Sa Yi has moved to another unit in the same block and as Tavia was getting the mail, she saw a postcard written to “Grandma Salina” (i.e Sa Yi) from her grandson who missed her, asking why he was abandoned etc. Confronting SaYi right away, SaYi took the postcard back and denied Kate having a son! When Moses and Kate returned, they declared that they were officially going out and Kate deliberately stirred up Tavia’s heart by acting ‘innocent’ because she couldn’t stand how fake Kate was. She confronted her about her having a son but no one believed her. SaYi and Kate denied it and said she had just sponsored the boy. Kate & Sa Yi also used the opportunity to make Tavia look bad, saying how she deliberately wanted something to accuse her because she was angry at her for ‘losing her passport’ and that she actually secretly had a crush on Moses! Tavia was so upset …

Tavia didn’t want to give up easily, and deliberately forges the identity of Kate’s child’s father, asking the orphanage for personal information. However, Susanna and Kate found out and deliberately forged a letter back to Tavia, setting up another trap for Tavia to fall into!! She made it seem like Tavia forged the letter from the orphanage etc to accuse Kate ><> Finally, Tavia wrote a letter back home..
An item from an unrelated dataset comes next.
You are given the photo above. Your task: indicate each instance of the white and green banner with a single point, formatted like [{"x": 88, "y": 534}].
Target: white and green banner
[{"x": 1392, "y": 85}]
HorMa, do you remember the last time I ran away from home? You said you were really angry, but at the same time really worried. You don’t have to worry about me, I’m fine. I can look after myself. Last night I walked back to the telephone booth. Last time I ran away form home I hid at that telephone booth. Back then I looked out from the booth and saw you all looking for me everywhere. Grandpa even cried. I’m only adopted, why do you all have to be so nice to me? I told myself I would never do anything to upset you anymore- But now I actually made a big mistake and hurt you so much. HorMa, I’m really scared. I don’t know what I can do to ask for your forgiveness. I’m writing this letter to everyone in hope to be honest and to admit all the mistakes I’ve done. I really hate Ga Mei; when I see her smiling I’d get really angry. I want to reveal her evil side in front of everyone. I made a lot of phone calls to the Orphanage because I want them to prove that GaMei really has a son, but at the end they still wouldn’t tell me. At the end, I ended up faking the boy’s father’s identity and wrote them a letter in hope they would send me information. I know doing his is really bad and illegal. Since I was small, you taught us to be honest. I feel very bad and guilty, I don’t know how to face you anymore. There’s actually one more thing I lied to you about. SaYi said I liked Ah Ka, I loudly yelled back at her that she was crazy…but I actually did fall in love with him. I don’t know when it started. I just know that facing problems with him, I’m really happy. I want him to succeed. That time when I found I could go Hawaii with him to work, I was so happy that i couldn’t fall asleep. But all because of GaMei’s appearance, everything is destroyed. HorMa, I’ve already been honest with you in everything. As for that fake letter, i really didn’t write it. I don’t know why there’s a letter like that. HorMa, can you forgive me once more? Really, just once more is enough.